Last November the Bank raised the cost of borrowing for the first time in more than 10 years from 0.25% to 0.5% and at the time indicated there could be two more increases of 0.25% over three years.
But it now appears there could be an increase as early as May this year and another one in the autumn which are set to affect millions of people with mortgages as the rates standard rates usual rise in line with the Bank and low interest mortgage products could be withdrawn.
Although the Bank’s Monetary Policy Committee has just voted to keep interest rates on hold at 0.5% at their latest meeting it said that rates would need to rise ‘earlier’ than previously forecast and by a ‘somewhat greater extent’ than they thought at their review in November.
Around 8.1 million UK households have a mortgage and of those almost half are on either a standard variable rate or a tracker rate. Interest rates on those types of mortgages would be likely to match any increase in official rates made by the Bank of England.
Experts think the next rate rise could come as soon as May. The next MPC meetings is on 22 March and they believe a rise is unlikely then but it is probably going to be announced on the meeting after that on 10 May.
‘It paves the way for an interest rate hike in May, and we think that the MPC will hike a further two times this year, taking Bank Rate to 1.25%,’ said Paul Hollingsworth, senior UK economist at Capital Economics.
However, Rob Clifford, commercial director at property specialist SDL Group, believes that home owners and buy to let landlords are aware that rates with rise and making preparations.
‘It doesn’t matter whether you are considering the residential or the buy-to-let market, the fact remains the same that consumers want interest rate certainty and the best deal they can get. Consumers are preparing for a rise and they’re quite literally getting their financial house in order,’ he said.
‘Notwithstanding many consumers taking sensible action ahead of the potential rise, my opinion is that this isn’t going to have a major impact on the mortgage and property market as whole, because it isn’t mortgage rates and the consequent monthly affordability that’s causing a bottleneck,’ he pointed out.
‘The major barriers are the capital required for the initial deposit and availability of housing stock.
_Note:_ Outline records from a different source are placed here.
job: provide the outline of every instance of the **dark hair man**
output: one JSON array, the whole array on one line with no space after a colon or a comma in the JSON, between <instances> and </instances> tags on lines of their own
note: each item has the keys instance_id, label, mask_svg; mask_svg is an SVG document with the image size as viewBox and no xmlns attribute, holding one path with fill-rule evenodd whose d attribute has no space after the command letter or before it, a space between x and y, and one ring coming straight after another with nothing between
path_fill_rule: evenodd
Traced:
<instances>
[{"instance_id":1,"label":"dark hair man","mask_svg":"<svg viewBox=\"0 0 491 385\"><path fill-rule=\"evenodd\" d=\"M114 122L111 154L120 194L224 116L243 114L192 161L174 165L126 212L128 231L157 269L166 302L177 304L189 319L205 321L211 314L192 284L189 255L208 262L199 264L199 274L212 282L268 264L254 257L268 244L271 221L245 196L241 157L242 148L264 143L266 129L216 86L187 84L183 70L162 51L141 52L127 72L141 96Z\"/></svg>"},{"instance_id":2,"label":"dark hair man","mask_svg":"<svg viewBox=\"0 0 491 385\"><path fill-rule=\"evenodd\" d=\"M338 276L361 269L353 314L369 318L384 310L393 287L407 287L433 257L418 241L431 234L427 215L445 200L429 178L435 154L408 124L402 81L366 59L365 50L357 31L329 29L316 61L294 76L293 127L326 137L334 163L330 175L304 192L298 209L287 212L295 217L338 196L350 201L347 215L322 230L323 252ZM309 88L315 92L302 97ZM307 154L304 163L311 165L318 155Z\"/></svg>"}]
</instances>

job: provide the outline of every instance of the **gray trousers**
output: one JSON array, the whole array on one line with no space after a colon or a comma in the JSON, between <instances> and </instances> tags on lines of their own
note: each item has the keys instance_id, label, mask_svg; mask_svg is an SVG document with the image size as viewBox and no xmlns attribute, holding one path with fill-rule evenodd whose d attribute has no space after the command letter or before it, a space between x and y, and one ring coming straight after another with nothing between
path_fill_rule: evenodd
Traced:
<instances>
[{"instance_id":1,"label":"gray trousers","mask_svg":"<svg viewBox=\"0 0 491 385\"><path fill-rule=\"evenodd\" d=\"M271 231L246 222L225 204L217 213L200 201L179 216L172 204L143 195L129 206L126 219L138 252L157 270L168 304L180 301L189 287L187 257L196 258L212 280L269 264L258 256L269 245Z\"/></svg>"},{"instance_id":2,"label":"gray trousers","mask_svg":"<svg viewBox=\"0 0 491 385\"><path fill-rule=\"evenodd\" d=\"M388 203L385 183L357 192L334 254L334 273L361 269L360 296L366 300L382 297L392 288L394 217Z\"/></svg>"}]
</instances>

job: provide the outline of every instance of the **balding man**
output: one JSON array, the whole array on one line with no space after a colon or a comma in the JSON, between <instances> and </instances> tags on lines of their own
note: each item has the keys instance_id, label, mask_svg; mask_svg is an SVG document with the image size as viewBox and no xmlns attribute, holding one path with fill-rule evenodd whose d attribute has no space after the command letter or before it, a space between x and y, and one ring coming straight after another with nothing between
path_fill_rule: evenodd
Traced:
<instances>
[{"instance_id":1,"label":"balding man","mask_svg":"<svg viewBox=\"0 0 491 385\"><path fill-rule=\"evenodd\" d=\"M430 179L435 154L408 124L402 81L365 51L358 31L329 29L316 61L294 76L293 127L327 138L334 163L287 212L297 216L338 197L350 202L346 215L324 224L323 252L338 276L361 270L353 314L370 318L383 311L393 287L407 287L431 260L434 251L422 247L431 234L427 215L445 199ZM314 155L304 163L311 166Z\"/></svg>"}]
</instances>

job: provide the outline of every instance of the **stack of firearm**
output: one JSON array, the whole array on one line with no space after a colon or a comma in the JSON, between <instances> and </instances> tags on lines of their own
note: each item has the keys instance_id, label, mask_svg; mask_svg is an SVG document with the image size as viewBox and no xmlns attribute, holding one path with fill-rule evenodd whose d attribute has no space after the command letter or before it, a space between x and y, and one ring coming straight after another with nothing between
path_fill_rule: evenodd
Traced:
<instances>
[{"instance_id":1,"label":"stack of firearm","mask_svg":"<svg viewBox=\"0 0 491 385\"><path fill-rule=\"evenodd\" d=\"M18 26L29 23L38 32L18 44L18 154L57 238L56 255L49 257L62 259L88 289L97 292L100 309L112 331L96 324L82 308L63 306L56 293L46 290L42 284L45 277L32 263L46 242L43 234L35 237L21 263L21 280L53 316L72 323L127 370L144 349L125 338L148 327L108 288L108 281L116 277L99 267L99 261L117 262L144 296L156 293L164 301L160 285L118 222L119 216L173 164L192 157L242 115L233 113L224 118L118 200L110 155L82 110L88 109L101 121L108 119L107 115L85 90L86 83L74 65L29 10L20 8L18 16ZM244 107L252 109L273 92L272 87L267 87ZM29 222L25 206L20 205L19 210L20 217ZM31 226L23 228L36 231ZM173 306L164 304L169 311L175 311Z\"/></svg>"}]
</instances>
A further rise in interest rates isn’t going to change those key constraints and I therefore can’t see it having a material impact on housing transactions,’ he added.
According to Andrew Turner, chief executive at Commercial Trust Limited, it should be remembered that current mortgage interest rates remain at historically low levels. ‘This announcement gives landlords more time to assess their property investments and to evaluate whether or not to take advantage of these low rates by remortgaging, in anticipation of any future rates changes,’ he said.
The likelihood of higher mortgage costs comes at a time when fewer people in the UK are having difficulties paying. The latest figures from UK Finance show that there were 82,800 home owner mortgages in arrears of 2.5% or more of the outstanding balance in the fourth quarter of 2017, a fall of 7% from the same period in 2016.
There were 5,100 buy to let mortgages in arrears of 2.5% or more of the outstanding balance, down 2% year on year, the figures also show.
Some 1,100 home owner mortgaged properties were taken into possession, down 8%, and 600 buy to let mortgaged properties, unchanged from the same quarter of the previous year.
Paul Smee, head of mortgages at UK Finance, pointed out that annual home owner possessions currently stand at a 36 year low, with overall arrears and possessions continuing to decline.
‘This reflects the mortgage industry’s continued commitment to appropriate and prudent lending. All potential borrowers are carefully assessed against their ability to pay back their loans, and lenders work closely with their customers to ensure that any payment issues are dealt with at an early stage. Anyone experiencing difficulty with their mortgage should contact their provider immediately,’ he added.